Regarding claim 11, ZHOU shows the limitations of claim 1 as applied above, and further shows wherein the first set of measurement data and the second set of measurement data comprise include lidar data (Paragraph [0013]. [0019] LiDAR among others.).
Regarding claim 12, ZHOU shows the limitations of claim 1 as applied above, and further shows wherein the transition of the mobile mining vehicle comprises includes a transition of the mobile mining vehicle in relation to a reference coordinate system (Paragraph [0021] discloses relativity with respect to a coordinate system.).
Regarding claim 13, ZHOU shows a mobile mining vehicle comprising an apparatus according to claim 1 (Abstract).

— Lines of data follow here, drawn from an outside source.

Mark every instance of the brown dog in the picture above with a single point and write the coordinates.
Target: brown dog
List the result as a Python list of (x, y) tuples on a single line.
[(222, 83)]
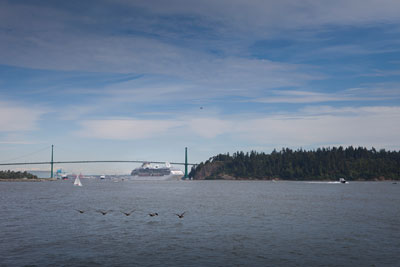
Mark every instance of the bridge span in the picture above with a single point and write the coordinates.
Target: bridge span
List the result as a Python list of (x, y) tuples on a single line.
[(52, 162)]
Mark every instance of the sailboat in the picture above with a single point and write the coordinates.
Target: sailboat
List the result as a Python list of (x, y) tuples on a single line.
[(77, 181)]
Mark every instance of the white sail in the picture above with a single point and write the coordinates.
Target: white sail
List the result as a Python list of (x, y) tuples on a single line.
[(77, 181)]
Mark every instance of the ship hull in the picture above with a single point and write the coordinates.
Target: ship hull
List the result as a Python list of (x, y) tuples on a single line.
[(170, 177)]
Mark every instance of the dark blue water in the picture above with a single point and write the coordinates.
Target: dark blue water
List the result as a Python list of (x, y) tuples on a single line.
[(227, 223)]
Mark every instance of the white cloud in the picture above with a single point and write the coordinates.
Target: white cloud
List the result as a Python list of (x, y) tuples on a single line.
[(292, 96), (209, 127), (367, 126), (125, 129), (14, 117)]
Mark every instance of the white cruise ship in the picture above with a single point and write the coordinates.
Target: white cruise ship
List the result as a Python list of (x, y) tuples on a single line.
[(156, 173)]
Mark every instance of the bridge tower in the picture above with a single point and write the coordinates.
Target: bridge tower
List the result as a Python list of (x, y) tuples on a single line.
[(52, 161), (186, 173)]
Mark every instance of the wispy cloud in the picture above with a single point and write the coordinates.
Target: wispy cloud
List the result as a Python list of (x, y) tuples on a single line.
[(125, 129), (296, 97), (14, 117)]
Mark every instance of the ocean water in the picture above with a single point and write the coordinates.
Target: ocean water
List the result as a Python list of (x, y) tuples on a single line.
[(227, 223)]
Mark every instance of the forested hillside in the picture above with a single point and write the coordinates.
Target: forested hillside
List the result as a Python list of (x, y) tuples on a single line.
[(321, 164)]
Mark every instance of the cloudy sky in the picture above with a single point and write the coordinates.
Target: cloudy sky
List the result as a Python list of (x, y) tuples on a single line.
[(142, 80)]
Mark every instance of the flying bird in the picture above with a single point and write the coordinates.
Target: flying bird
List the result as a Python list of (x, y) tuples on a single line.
[(180, 215), (104, 212), (128, 213)]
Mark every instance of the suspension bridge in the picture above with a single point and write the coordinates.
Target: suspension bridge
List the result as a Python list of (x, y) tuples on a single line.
[(52, 162)]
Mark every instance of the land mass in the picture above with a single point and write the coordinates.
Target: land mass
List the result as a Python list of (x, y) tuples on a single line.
[(321, 164)]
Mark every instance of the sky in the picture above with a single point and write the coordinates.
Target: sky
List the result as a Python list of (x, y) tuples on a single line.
[(142, 80)]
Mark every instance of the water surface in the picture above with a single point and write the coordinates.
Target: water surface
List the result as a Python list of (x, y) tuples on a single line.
[(227, 223)]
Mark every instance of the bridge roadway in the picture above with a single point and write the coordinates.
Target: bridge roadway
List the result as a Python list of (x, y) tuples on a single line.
[(94, 161)]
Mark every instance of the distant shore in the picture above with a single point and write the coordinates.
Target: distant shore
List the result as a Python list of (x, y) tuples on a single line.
[(28, 180)]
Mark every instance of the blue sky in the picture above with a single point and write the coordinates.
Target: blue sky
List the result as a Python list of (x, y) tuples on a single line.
[(142, 80)]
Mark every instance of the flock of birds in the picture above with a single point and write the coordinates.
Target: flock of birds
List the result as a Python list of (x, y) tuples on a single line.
[(152, 214)]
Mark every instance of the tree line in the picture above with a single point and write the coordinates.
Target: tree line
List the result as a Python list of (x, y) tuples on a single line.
[(321, 164), (16, 175)]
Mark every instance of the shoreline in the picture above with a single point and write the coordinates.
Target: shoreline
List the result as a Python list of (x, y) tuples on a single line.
[(29, 180)]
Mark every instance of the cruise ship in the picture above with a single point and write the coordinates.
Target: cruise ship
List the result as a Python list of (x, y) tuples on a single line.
[(156, 173)]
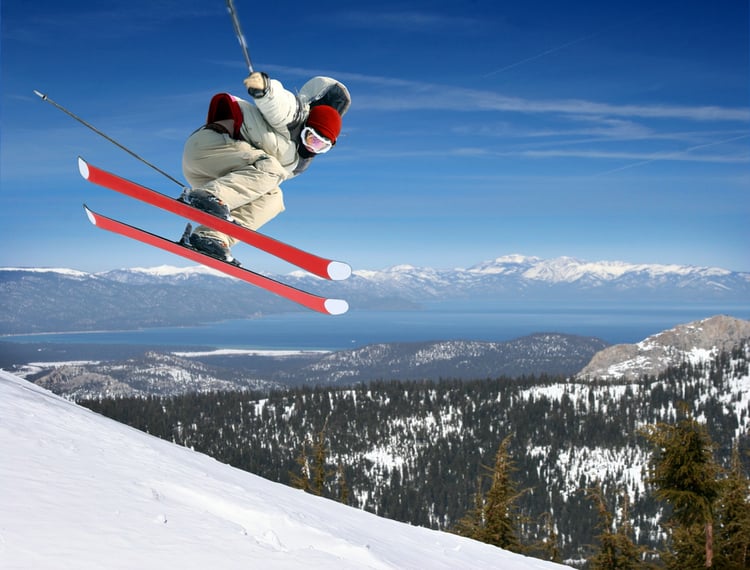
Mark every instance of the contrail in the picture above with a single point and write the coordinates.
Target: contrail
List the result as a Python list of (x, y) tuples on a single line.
[(542, 54), (572, 42), (671, 155)]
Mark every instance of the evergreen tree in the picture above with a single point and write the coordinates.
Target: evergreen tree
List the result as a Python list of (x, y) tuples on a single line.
[(733, 517), (685, 474), (320, 457), (301, 480), (617, 550), (495, 517), (343, 487)]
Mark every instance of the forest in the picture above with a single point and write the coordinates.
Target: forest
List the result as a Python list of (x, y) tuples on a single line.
[(421, 451)]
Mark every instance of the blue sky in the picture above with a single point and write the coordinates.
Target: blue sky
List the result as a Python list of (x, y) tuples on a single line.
[(602, 131)]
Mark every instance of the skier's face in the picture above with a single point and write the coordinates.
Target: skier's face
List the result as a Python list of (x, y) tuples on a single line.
[(315, 142)]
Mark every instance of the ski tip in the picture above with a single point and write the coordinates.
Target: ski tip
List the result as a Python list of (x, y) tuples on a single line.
[(338, 270), (90, 214), (336, 306), (83, 168)]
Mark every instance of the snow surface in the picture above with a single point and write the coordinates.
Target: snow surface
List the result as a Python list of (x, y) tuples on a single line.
[(81, 491)]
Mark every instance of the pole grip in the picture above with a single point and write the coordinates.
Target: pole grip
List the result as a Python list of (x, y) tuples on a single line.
[(240, 35)]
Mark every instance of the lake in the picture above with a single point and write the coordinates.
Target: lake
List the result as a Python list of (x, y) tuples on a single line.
[(469, 321)]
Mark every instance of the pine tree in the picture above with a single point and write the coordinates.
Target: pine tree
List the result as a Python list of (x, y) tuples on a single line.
[(320, 457), (301, 480), (494, 519), (733, 517), (685, 475), (343, 487), (617, 550)]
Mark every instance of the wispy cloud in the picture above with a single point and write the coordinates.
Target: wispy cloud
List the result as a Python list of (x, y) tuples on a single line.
[(395, 94), (411, 21)]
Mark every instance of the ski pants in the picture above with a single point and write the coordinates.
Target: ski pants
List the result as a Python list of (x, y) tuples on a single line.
[(244, 178)]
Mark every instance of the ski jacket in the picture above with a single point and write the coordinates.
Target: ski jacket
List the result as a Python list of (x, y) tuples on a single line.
[(274, 123)]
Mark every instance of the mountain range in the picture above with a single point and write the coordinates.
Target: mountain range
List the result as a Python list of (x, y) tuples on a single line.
[(542, 354), (58, 300)]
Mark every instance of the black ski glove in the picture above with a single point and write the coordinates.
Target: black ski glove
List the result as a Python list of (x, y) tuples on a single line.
[(257, 84)]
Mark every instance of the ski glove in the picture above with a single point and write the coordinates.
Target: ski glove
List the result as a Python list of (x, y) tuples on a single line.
[(257, 84)]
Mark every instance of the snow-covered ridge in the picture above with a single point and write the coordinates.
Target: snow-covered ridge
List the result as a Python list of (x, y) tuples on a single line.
[(59, 270), (692, 343), (561, 269), (568, 269), (82, 491)]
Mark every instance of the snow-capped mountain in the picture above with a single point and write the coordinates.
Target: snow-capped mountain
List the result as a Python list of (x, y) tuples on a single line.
[(61, 300), (81, 491), (692, 343), (532, 276)]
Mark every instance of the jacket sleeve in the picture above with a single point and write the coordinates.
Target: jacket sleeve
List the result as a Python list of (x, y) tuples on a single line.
[(280, 108)]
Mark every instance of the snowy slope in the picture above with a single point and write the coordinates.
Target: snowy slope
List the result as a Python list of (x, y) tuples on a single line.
[(81, 491)]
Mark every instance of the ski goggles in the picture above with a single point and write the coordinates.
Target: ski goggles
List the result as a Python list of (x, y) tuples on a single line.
[(314, 142)]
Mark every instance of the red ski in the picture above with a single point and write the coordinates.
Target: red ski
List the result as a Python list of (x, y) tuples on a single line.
[(314, 302), (320, 266)]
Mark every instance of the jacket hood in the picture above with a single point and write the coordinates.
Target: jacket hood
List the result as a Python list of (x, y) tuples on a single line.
[(322, 90)]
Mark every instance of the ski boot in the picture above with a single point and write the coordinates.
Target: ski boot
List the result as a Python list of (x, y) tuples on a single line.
[(207, 202), (207, 245)]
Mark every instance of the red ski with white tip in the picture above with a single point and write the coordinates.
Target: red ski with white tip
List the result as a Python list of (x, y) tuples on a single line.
[(309, 300), (320, 266)]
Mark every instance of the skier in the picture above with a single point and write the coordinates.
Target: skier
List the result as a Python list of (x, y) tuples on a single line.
[(236, 162)]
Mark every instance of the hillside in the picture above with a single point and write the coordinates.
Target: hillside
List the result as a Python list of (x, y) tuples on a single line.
[(83, 492), (412, 451)]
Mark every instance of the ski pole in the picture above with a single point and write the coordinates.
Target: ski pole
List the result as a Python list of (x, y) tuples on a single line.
[(240, 35), (110, 139)]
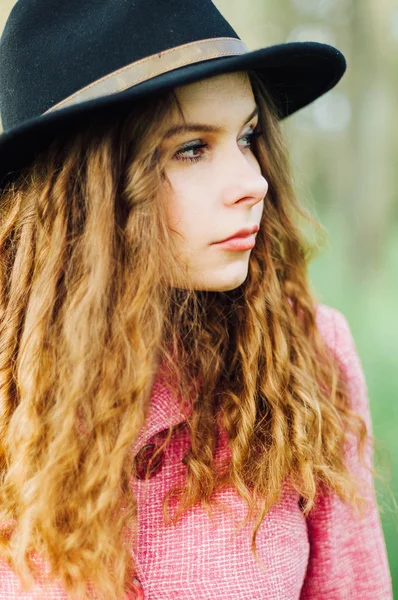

Regarding claim 14, ZHOU shows a method comprising:
receiving a first set of measurement data relating to an environment of the mobile mining vehicle at a first time instance, the first set of measurement data comprising including one or more data frames (Paragraphs [0013]-[0014] disclose frame-by-frame detection of the environment in order to use mark, speed and distance data to predict target obstructions and self-driving abilities. Paragraph [0050] discloses generation of a point cloud map of every moment in time of the GPS of said vehicle, therefore this would constitute a spectrum of discrete time points to be measured.);
receiving a second set of measurement data relating to the environment of the mobile mining vehicle at a second time instance, the second set of measurement data comprising including one or more data frames (Paragraph [0050] discloses generation of a point cloud map of every moment in time of the GPS of said vehicle, therefore this would constitute a spectrum of discrete time points to be measured.);
determining a transition of the mobile mining vehicle between the first time instance and the second time instance (Paragraph [0016] discloses such. For example, speed would be a distance moved over time, slope would be rotation around the center axis of the vehicle and steering angle dictates a left/right translation.);
forming a combined set of measurement data by transforming the first set of measurement data to a coordinate frame of the second set of measurement data based on the transition of the mobile mining vehicle and a data buffer parameter corresponding to a number of data frames to be included in the combined set of measurement data (Paragraphs [0013]-[0014] disclose frame-by-frame detection of the environment in order to use mark, speed and distance data to predict target obstructions and self-driving abilities.); and
providing the combined set of measurement data to an obstacle detection system of the mobile mining vehicle (Paragraphs [0015]-[0017] make decisions on driving based on the input data analysis.).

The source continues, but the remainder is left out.